For more than four years, militant and imaginative resistance to these missiles came from the Women’s Peace Camp at the U.S. Air Force base at Greenham Common, 60 miles west of London. In November 1983, on the eve of the first cruise missile deployment, this resistance came to the U.S. A lawsuit was brought by the Center for Constitutional Rights (CCR) on behalf of Greenham Women Against Cruise Missiles, 13 individual women and their children, and Representatives Ron Dellums of California and Ted Weiss of New York, both Democrats. The suit charged that their deployment violated international law as well as the U.S. Constitution.
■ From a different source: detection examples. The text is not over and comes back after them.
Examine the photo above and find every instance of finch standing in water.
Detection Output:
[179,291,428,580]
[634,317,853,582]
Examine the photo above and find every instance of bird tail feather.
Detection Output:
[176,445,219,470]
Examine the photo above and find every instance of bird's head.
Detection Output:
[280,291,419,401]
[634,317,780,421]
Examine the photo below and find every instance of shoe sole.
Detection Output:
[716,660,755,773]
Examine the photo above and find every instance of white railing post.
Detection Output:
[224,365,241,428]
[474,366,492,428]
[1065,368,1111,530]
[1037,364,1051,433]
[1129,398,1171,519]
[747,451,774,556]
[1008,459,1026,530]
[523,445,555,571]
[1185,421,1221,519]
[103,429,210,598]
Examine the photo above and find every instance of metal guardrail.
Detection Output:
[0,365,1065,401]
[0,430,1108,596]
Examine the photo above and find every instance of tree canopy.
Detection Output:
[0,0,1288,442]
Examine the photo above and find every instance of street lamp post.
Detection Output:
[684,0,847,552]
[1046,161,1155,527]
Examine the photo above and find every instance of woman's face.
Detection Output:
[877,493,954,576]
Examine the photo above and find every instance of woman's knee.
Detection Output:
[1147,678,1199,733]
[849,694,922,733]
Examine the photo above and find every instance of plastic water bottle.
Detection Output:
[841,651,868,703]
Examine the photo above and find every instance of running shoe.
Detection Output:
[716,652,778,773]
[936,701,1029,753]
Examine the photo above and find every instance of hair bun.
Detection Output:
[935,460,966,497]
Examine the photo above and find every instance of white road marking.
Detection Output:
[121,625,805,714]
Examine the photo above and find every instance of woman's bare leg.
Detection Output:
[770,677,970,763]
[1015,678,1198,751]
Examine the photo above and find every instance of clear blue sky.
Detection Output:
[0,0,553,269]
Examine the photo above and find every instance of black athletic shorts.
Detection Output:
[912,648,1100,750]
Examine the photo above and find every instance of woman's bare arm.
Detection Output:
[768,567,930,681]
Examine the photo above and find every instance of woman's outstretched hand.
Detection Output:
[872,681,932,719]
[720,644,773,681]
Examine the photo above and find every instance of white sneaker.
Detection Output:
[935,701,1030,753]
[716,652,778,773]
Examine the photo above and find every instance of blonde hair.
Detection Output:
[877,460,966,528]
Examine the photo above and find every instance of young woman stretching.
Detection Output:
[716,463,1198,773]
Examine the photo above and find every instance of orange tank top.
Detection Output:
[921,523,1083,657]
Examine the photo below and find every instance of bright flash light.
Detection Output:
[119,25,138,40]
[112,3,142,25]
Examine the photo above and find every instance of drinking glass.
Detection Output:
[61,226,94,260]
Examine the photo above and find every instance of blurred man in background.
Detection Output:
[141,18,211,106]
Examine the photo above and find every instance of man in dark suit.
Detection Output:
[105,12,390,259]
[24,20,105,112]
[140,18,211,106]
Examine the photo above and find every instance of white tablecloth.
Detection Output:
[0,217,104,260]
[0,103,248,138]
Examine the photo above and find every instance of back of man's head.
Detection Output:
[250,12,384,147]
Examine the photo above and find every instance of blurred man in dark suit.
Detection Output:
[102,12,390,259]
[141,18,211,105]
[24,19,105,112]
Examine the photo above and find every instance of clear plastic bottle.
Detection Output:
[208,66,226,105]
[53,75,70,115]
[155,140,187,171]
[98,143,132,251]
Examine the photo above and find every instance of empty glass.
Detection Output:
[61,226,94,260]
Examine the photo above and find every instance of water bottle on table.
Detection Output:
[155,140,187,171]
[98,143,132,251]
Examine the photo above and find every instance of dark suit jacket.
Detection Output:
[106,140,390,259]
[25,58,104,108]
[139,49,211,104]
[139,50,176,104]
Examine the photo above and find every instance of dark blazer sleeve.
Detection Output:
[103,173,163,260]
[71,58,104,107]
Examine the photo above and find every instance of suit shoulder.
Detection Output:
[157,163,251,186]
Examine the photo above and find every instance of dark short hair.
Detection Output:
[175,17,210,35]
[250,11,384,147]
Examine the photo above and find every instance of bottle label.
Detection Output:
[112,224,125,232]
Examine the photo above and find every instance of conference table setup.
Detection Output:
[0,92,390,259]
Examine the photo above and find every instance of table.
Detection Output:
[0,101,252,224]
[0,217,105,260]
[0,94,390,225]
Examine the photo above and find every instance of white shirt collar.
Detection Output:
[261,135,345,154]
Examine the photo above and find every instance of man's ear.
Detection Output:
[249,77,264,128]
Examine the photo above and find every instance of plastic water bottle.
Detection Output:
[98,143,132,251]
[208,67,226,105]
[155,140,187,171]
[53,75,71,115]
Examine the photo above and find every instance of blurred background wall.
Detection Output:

The merits of these claims were never discussed. In July 1984 the federal court dismissed the case on the ground that there were no “judicially manageable standards” for a decision. The court of appeals in a brief opinion affirmed the dismissal; it held that the claims of the Greenham plaintiffs raised issues that courts were not empowered by the Constitution to decide. The issue of nuclear destruction was the prerogative of the elected branches of government. The claims of the congressional plaintiffs in this case were not yet a legitimate concern of the courts; the dispute between Congress and the President about responsibility for starting a nuclear war had not gone far enough to warrant intervention by a court. The opinion did not suggest a more appropriate time to return to court for a decision in this matter.